The stock market

Picked up GS at 351.25

Capital markets are still there, lots of money on the sidelines, deals will happen.

Watch banks with increasing consumer debt. The switch from "saving" (now being used up as the "free" money ended), rise in interest rates, banks will make money!
 
I've had my retirement accounts in various Mutual Funds for the past 30 years under the supervision of a financial advisor. I have changed some of the distributions over the years but for the most part, only small changes have been made. I never make any changes because of times like this. I left everything alone in 2007 as well as March 2020 when things went nuts.

I can't complain about the performance over the last 30 years. I think people are nuts that take their retirement money and move their investments every time Wall Street has a bad day. I did great 2016 to mid 2021. I was thinking maybe retiring 4 - 5 years early if the performance kept up. We will see what happens in 2024. Maybe I will get a lot more fishing time in!
 
I've had my retirement accounts in various Mutual Funds for the past 30 years under the supervision of a financial advisor. I have changed some of the distributions over the years but for the most part, only small changes have been made. I never make any changes because of times like this. I left everything alone in 2007 as well as March 2020 when things went nuts.

I can't complain about the performance over the last 30 years. I think people are nuts that take their retirement money and move their investments every time Wall Street has a bad day. I did great 2016 to mid 2021. I was thinking maybe retiring 4 - 5 years early if the performance kept up. We will see what happens in 2024. Maybe I will get a lot more fishing time in!
when I said I'd invest in the companies I mentioned - that would have ony been if I had disposable money & was younger - much prefer investing in a mixed fund for the reasons you mention

I only own one stock outsde of a fund (Estee Lauder) & got into that one in my 40's when I was working for them. We were offered to get in on the IPO (@ $26 a share). So I did that & continued to put money into it each month through a Payroll Deduction Plan. Once the stock hit $95 a share I stopped contributing as the amount I was putting in each month only got me 2 shares. I accumulated more through company Stock Options which were offered yearly & through stck grants also offered yearly.

The stock also offered dividends which I had reinvested.

All of my other investments are into funds that are diversified between stocks, bonds & money markets. If I had the extra cash - that is where I'd put my money now. Don't sell & increase contributions. What I did followng the 2008 crash.

Got me a lot of depressed stocks that within a year or two were back where they were before the crash.
 
I agree. Slow and steady for me.

A few years ago I opened a Roth IRA to offset the taxes later on.

I also picked up Dad's love for Muni bonds.

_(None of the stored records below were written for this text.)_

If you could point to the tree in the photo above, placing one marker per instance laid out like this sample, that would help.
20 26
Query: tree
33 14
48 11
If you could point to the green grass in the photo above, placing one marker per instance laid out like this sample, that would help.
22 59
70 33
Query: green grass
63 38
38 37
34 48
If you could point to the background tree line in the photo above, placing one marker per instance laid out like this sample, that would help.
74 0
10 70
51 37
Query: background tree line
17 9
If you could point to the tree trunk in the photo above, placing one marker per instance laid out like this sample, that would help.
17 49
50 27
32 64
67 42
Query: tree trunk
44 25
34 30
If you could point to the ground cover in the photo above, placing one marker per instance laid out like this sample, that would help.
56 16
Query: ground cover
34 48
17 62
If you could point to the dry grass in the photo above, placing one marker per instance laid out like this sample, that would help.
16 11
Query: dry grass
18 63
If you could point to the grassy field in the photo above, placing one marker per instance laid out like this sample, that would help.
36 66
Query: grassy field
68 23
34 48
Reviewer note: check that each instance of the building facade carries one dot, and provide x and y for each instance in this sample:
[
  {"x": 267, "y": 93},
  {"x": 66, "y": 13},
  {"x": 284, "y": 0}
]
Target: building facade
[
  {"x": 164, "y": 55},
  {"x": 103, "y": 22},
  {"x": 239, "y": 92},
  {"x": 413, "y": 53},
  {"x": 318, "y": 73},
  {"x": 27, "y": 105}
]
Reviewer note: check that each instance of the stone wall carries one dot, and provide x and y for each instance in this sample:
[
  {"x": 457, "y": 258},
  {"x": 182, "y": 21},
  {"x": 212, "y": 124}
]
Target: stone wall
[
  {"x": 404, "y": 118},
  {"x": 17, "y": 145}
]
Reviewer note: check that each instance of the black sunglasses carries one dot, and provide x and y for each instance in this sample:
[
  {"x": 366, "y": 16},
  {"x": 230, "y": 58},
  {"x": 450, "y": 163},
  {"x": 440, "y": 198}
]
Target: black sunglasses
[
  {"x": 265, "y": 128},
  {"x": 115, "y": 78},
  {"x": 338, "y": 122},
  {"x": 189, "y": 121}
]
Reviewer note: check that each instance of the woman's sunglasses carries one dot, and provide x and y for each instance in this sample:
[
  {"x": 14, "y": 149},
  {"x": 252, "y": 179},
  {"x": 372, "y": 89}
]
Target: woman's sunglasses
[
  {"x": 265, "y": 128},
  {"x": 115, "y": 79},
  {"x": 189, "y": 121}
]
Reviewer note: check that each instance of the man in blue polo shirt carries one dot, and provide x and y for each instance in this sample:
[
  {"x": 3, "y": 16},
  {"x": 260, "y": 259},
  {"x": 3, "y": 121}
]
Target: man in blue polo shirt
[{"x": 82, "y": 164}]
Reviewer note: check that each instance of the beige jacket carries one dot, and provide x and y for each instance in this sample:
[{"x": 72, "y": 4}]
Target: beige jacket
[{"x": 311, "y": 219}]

Taxes in retirement can be burdensome.
Hence why I changed my contributions to my deferred comp to Roth as opposed to traditional. I did invest for a couple of years traditional, so I will pay some taxes at retirement. My fiance and I also opened up separate IUL;s also a Roth contribution. If you look back some pages I posted two books I read that were very informative and a simple read. I still have some time before retirement anyways. Only 8 years in on a minimum 20 and out if I decide when the time comes. I want to be diversified as I can't relay on SS if it will be there when the time comes.
 
Passive indexing for me alla John Bogle. I play with crypto now and then but nothing crazy. I also dabble in some private REITs via Fundrise (Returned 30% last year). Easier than owning physical real estate.

Diversification is the name of the game.